Automated, unmanned, and submerged some 3,000m below the surface, the offshore oil and gas platform of tomorrow might sound improbable but engineers at a Siemens research centre in Trondheim in Norway are working on plans to make it a reality.
At the heart of the project lies the familiar concept of subsea processing, where a number of functions once confined to offshore production platforms – including water removal and re-injection, boosting of well fluids and sand and solid separation – are performed undersea. The benefits of this are numerous, according to Siemens’ head of subsea power Bjørn Rasch.
“If you look at the world today, we suffer from very low rates of recovery from subsea reservoirs,” he says. “Twenty percent of the oil and gas will be produced but the rest you just can’t get out, at least not from deep sea reservoirs.”
Recovery rates are low, Rasch adds, because in an oil well you don’t have just oil. “You have water, gas and this mixture has to be transported up to a platform,” he says. “That creates a lot of back-pressure on the reservoir and poor flow conditions.
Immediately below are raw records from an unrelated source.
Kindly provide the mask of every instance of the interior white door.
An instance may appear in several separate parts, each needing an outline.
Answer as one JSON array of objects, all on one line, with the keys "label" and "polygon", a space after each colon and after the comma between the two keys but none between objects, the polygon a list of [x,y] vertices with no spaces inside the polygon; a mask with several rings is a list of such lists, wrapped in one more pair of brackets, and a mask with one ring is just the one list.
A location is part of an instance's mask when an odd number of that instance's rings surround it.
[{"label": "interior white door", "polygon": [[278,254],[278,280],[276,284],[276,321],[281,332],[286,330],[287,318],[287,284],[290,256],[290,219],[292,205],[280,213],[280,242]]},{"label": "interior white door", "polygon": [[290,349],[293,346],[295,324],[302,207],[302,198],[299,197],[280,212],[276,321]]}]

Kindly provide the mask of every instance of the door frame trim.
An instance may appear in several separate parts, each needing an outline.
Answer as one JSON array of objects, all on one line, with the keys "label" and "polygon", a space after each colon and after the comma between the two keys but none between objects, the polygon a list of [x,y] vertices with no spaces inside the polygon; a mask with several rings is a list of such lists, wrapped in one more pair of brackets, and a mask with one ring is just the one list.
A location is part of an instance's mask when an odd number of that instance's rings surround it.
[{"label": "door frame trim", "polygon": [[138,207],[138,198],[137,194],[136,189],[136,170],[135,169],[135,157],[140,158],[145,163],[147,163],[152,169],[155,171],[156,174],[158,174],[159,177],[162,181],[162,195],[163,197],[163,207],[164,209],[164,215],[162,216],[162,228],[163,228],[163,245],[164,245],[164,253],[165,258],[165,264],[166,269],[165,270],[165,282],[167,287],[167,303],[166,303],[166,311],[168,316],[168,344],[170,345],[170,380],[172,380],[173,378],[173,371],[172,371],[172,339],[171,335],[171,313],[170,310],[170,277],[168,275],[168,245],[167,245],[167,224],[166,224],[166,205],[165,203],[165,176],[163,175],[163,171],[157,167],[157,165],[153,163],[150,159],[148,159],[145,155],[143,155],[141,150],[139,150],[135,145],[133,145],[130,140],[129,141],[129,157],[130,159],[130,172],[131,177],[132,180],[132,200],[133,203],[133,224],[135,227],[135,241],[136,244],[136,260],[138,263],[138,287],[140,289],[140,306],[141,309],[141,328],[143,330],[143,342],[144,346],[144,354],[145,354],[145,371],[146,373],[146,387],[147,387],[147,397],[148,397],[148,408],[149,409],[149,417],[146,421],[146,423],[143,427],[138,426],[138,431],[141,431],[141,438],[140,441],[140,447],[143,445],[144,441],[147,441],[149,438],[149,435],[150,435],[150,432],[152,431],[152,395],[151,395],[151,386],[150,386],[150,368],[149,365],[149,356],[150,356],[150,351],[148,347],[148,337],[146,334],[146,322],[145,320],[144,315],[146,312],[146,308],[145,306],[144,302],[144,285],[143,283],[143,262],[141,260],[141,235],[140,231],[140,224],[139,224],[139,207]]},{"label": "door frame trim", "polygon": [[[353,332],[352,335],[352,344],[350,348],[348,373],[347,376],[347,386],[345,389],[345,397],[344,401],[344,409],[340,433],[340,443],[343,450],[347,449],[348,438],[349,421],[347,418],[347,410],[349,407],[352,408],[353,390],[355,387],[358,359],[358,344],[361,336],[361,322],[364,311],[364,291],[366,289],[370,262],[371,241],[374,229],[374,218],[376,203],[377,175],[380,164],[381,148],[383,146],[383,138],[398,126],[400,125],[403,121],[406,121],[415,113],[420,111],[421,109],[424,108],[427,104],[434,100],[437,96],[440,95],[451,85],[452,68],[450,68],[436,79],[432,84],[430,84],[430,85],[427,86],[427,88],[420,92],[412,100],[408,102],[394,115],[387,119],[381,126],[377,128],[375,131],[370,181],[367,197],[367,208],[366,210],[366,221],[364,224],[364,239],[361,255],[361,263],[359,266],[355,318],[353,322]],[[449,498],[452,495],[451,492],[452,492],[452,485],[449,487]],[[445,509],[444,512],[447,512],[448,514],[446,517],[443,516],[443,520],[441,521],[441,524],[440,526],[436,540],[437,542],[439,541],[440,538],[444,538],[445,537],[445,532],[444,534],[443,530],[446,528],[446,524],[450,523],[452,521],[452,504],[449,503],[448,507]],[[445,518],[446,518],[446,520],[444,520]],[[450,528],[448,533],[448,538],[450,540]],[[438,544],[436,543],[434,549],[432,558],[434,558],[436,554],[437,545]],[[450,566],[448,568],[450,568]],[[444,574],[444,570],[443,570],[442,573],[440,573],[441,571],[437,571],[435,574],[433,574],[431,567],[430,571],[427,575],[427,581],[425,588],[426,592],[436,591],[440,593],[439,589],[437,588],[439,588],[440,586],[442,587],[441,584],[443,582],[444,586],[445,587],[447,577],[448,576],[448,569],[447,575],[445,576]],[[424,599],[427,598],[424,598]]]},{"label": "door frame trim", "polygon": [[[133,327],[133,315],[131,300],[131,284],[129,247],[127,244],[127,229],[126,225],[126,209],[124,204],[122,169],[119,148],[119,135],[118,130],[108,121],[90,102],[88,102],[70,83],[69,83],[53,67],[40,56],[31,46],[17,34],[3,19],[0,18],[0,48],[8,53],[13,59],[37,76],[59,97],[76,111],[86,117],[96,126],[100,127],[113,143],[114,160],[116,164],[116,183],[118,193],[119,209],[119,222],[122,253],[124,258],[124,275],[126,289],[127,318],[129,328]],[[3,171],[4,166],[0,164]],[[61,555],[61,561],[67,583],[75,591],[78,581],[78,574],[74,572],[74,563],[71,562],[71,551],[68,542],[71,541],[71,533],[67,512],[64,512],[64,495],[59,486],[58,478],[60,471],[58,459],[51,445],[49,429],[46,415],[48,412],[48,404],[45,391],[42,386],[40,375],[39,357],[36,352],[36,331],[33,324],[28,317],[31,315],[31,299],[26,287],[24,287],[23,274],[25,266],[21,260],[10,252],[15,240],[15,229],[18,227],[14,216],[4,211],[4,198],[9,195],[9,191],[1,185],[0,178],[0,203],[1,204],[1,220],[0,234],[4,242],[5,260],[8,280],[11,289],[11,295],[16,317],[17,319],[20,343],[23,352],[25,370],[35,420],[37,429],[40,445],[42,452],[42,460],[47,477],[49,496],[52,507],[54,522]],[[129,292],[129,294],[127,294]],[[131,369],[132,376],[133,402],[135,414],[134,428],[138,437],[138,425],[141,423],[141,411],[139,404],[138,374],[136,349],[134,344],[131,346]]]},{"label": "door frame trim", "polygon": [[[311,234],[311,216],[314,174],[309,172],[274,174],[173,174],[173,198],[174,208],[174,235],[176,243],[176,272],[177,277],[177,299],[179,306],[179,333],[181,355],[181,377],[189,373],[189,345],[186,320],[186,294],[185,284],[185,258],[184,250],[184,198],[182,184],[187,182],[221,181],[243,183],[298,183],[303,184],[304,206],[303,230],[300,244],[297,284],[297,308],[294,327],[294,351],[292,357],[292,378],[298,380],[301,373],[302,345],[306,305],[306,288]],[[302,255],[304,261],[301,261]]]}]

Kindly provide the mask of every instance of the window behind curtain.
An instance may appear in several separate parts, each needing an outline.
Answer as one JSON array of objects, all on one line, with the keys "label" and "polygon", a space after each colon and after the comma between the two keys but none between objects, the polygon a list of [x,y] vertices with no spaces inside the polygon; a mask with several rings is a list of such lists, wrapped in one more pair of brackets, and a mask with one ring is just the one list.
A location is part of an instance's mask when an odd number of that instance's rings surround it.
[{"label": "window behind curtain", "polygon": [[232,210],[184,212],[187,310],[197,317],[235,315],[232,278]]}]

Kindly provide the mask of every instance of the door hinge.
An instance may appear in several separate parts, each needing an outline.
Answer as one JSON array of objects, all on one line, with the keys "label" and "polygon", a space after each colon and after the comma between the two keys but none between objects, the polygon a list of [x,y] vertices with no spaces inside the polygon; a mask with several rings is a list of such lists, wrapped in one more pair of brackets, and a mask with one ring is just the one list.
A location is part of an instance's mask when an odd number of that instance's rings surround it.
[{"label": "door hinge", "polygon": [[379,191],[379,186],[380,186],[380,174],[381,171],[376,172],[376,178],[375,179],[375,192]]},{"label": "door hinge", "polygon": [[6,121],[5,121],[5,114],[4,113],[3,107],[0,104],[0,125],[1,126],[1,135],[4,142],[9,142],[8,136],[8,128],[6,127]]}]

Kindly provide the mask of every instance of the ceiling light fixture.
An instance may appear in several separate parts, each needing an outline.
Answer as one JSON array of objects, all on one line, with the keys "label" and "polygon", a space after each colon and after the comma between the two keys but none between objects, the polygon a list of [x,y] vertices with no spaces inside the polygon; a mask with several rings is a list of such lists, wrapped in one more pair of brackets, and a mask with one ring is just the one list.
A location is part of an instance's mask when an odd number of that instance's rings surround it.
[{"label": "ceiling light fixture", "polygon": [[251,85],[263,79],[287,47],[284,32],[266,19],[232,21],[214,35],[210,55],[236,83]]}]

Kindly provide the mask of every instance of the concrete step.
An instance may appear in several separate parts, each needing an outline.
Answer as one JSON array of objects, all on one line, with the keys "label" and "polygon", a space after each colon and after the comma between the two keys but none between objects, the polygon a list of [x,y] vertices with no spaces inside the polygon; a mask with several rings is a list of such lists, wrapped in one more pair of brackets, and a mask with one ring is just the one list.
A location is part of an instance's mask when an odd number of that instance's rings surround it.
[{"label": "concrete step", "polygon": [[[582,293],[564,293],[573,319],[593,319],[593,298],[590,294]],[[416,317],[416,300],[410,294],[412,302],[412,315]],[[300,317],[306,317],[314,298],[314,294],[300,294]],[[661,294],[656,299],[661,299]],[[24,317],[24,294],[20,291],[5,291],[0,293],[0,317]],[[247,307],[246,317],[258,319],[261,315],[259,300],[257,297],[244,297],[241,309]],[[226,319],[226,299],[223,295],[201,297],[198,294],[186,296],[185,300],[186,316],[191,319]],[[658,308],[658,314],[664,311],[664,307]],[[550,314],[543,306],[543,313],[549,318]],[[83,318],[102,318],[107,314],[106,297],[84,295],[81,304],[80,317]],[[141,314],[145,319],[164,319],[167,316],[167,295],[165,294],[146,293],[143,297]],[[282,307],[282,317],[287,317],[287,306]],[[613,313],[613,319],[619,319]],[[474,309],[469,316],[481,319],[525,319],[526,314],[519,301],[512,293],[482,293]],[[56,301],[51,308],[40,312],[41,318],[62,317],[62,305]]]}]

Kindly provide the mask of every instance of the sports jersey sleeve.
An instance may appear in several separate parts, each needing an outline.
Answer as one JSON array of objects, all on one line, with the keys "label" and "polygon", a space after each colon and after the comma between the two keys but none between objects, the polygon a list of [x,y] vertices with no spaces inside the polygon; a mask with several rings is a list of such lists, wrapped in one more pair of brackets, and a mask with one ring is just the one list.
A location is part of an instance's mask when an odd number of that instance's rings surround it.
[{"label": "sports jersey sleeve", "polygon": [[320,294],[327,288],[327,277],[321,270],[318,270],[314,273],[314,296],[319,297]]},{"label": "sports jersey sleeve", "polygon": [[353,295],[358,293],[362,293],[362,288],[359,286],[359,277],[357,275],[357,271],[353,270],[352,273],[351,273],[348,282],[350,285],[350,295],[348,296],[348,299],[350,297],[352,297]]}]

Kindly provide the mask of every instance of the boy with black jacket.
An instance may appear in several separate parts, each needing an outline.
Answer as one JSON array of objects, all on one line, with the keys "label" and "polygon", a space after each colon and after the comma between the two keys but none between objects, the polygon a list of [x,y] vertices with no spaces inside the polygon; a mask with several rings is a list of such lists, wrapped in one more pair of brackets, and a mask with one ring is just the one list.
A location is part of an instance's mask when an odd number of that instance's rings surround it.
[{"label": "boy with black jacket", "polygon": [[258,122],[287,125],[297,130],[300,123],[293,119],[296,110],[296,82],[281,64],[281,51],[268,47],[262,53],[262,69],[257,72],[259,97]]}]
By introducing a subsea booster pump, for example, you can reduce the well pressure, improve the flow conditions and increase the recovery rate of the well. There is a huge value potential if you are able to increase the recovery rate by just a few percent.”
Of course, subsea processing is nothing new. For at least 20 years the technology has been described as one of the most promising developments in the offshore industry. But while “it has been delivered to the market for many years, it is still not utilised that frequently,” says Rasch.
One of the problems, Rasch says, is that “until today subsea processing has been powered through a direct connection to a topside or onshore platform. In many of the identified fields where this technology can be introduced you don’t have the possibility to supply the required power for these pumps.”
The next phase of subsea processing technology, Rasch adds, is “to actually distribute power more effectively at the sea bed so you can have a genuine subsea power solution.”
Subsea power distribution: The next step forward
This is what Siemens and other companies, including ABB, are currently working on. When delivered to market, Rasch says, Siemens’ product will represent a major step forward in realising “the dream of operators” to have a fully unmanned offshore platform.
“We will be able to deliver a genuine subsea to market solution where you actually produce from the well all the processing that you need to transport the oil directly to the market,” he says. “You can then power all this subsea processing directly from the shore. You won’t need any offshore installation at all.”
Alongside the expected recovery gains and safety improvements, Rasch says the solution will also help the industry reduce cost.
“In some deepwater scenarios you have several consumers with very complicated power needs and very expensive cable costs,” he says. “By introducing subsea power distribution you can actually reduce the number of cables you need to go from topside to subsea.”
Putting these functions undersea and delivering a fully automated platform could also reduce many of the safety risks associated with offshore oil and gas extraction. In the last few months alone offshore workers have lost their lives in platform accidents in both the North Sea and Azerbaijan.
Overcoming the challenges
There are challenges, however. “The most obvious is having high voltage electricity together with water,” says Rasch. “I think everybody knows that is not something that matches very well. In this environment you also have very deep water with high pressure and you want to distribute electricity. It is not easy.”
Siemens’ current solution is to put all of the electronics inside a pressure-compensated, fluid-filled environment. “We have a kind of barrier against the water,” Rasch explains. “This is one of the biggest challenges and it is also a very time-consuming process. We have to qualify all of these components and really demonstrate to the market that we have a solution that works under these specific conditions.”
Another challenge is actually maintaining the product once it is installed under water. “If you need to take something out you can’t just send somebody to go down and check on it because everything is 3000m below the surface,” Rasch says. “It is very challenging and expensive to do any kind of intervention or service so you need to create systems which have built in redundancy and which are extremely reliable.”
None of this is impossible, though. According to Rasch, Siemens is now in “the final qualification stage” for its power distribution product, having already assembled a prototype.
“The main component we are using is a subsea transformer which actually takes high voltage AC power and transforms it down to a medium voltage,” he says. “Then we have a medium voltage switch gear which connects and disconnects the different consumers of power. And then we have the third main part: the variable speed drive which controls the speed of the pump. All of these components are now assembled in our workshop in Trondheim and we are currently doing testing on the equipment.
“This summer we will start system integration tests, and when we have done that successfully, we will move the equipment to a test location in Trodheim harbour, where we will operate all of the equipment under water at shallow depths.”
With different companies developing competing systems to take the offshore oil and gas platform underwater, the race is certainly on. Will Siemens be first? “Time will tell,” Rasch laughs. “There is a competition to be first to the market but it is a very challenging situation and we see a lot of potential in the years to come.”